Graphene-based hierarchical sandwich-type hybrid nanostructures for optical limiters

Abstract

Graphene-based multi-layer ordered nanostructures have drawn considerable research interest and revealed great potential for various applications. Here, we constructed silver nanoparticle (NP)/graphene-oxide (GO) hierarchical sandwich-type hybrid nanostructures with the use of a highly efficient and convenient chemical self-assembly method, which might be further extended to fabricate other hierarchical graphene-metal NPs hybrid nanostructures. We characterized the morphology, structure, surface chemical states, and linear optical properties of the materials. A hierarchical sandwich-type hybrid nanostructure was obtained through interactions between silver NPs and amino groups on the GO surface. Owing to the protective effect of the multilayer GO, metallic silver was preserved in the sandwich-type nanostructures.
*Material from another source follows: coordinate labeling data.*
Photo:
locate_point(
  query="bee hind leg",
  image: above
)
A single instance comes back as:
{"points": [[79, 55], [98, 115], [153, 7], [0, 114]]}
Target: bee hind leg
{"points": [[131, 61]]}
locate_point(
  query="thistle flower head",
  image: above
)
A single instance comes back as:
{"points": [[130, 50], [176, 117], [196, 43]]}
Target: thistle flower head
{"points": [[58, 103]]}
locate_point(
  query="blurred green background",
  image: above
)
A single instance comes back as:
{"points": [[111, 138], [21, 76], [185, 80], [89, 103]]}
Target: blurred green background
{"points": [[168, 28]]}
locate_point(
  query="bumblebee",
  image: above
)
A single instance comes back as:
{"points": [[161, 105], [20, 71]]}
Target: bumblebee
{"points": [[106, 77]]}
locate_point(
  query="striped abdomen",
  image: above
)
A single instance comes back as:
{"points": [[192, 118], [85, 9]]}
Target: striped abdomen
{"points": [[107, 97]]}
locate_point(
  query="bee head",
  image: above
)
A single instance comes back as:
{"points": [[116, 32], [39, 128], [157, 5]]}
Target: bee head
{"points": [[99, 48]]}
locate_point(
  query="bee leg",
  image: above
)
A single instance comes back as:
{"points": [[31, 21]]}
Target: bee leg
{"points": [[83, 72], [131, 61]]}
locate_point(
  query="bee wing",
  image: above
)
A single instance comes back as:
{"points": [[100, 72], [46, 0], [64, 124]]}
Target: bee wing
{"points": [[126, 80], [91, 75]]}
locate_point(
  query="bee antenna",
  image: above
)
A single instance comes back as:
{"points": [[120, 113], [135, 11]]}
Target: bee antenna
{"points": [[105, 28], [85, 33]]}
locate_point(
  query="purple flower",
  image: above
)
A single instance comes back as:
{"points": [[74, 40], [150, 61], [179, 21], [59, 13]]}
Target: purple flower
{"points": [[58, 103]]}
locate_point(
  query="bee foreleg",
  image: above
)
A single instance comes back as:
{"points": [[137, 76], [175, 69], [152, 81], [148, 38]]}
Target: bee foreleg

Features in the UV/Vis spectrum of the sandwich-type nanostructure were considerably red-shifted and broadened compared with those of silver NPs on a single sheet of GO. We attribute these changes to enhanced coupling of the collective electron excitation within the silver NPs to the graphene oxide. We investigated the nonlinear optical and optical limiting (OL) properties by a nanosecond open-aperture Z-scan technique at 532 nm. These results showed that the hierarchical sandwich-type hybrid nanostructure underwent an intensity-dependent transformation from saturable absorption to reverse saturable absorption. The OL effect of the hierarchical sandwich-type hybrid nanostructure was greater than that of monolayer graphene oxide with silver NPs at the same linear transmittance. We attribute this enhanced OL performance to the unique sandwich structure, which increased interfacial interactions between graphene oxide and the silver NPs and facilitated charge transfer between the two components. The excellent OL performance of hierarchical sandwich-type hybrid nanostructures arises from a combination of photoinduced electron and/or energy transfer, nonlinear absorption, and nonlinear scattering mechanisms. Together, our results indicate that hierarchical sandwich-type hybrid nanostructures might have extensive applications in optoelectronic fields.